The trainer spent his final seven years at HSBC (2010-17) as a senior portfolio risk manager at the Trade UK department in London. His roles there included:

  • overseeing the UK commercial segment’s trade portfolio, monitoring general performance and quality assurance;
  • providing expert advice to sales managers, credit officers and other stakeholders on debt structuring and the use of appropriate products;
  • developing analytical and monitoring models to support increased facilities or to identify adverse trends;
  • assisting corporate recovery managers in minimizing potential losses due to debt exposure or from an operational perspective; and
  • delivering trade finance training courses to stakeholders (in debt structuring and products).

In 2014 The trainer was awarded a Certificate in Trade Based Financial Crime Compliance, further to completing a course and passing an exam run by Manchester University Business School.

Despite increasing movement to unstructured open account trading, there is still a place for Trade Finance, and, in particular, Letters of Credit which are widely used by small and medium sized enterprises, in the import and export of goods and services.

This 1-day course will provide a firm foundation to participants new to the workings of Letters of Credit, as well as reinforcing and consolidating the knowledge of those participants who already have some general Trade Finance experience, through a better understanding of the nature and mechanics of Letters of Credit.

Included in the course are practical sections covering documentation, the regulatory environment and the implications of Financial Crime Compliance.
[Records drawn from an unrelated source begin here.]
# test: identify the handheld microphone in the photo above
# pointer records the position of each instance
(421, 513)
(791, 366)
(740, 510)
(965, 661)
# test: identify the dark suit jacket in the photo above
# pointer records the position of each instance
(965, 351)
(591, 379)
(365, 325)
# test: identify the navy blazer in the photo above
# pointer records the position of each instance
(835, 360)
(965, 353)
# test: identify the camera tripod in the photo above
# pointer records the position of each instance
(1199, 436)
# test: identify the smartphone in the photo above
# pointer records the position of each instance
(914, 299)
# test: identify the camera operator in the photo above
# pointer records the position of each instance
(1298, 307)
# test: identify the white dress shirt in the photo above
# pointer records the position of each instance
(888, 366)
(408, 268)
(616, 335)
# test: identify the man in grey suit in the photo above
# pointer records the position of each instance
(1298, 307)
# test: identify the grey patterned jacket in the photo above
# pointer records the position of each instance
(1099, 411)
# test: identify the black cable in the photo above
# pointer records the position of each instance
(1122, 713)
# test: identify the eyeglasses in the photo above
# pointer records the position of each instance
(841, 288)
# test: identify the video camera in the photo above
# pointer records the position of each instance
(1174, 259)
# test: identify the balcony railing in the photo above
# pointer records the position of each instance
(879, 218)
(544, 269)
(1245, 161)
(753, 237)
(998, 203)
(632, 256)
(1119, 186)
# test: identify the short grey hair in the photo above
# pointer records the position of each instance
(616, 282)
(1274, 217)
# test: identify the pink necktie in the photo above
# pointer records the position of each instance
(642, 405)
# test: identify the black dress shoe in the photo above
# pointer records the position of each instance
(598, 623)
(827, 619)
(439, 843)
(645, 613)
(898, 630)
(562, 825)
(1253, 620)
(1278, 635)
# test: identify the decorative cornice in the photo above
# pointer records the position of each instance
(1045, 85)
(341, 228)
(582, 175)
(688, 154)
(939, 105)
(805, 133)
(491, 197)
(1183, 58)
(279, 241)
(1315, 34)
These include the various International Chamber of Commerce (ICC) rules and practices and a high-level oversight into anti-money laundering (AML), Countering the Financing of Terrorism (CFT) and Sanctions considerations.

The course will use case studies and interactive class discussions, encourage delegates to question and test their knowledge at each stage of the course

  • The case studies and mentimeters were great! They were a chance to test what I was learning and my understanding of the content.
  • There were a good use of interactives, and availability to ask direct questions when the arose.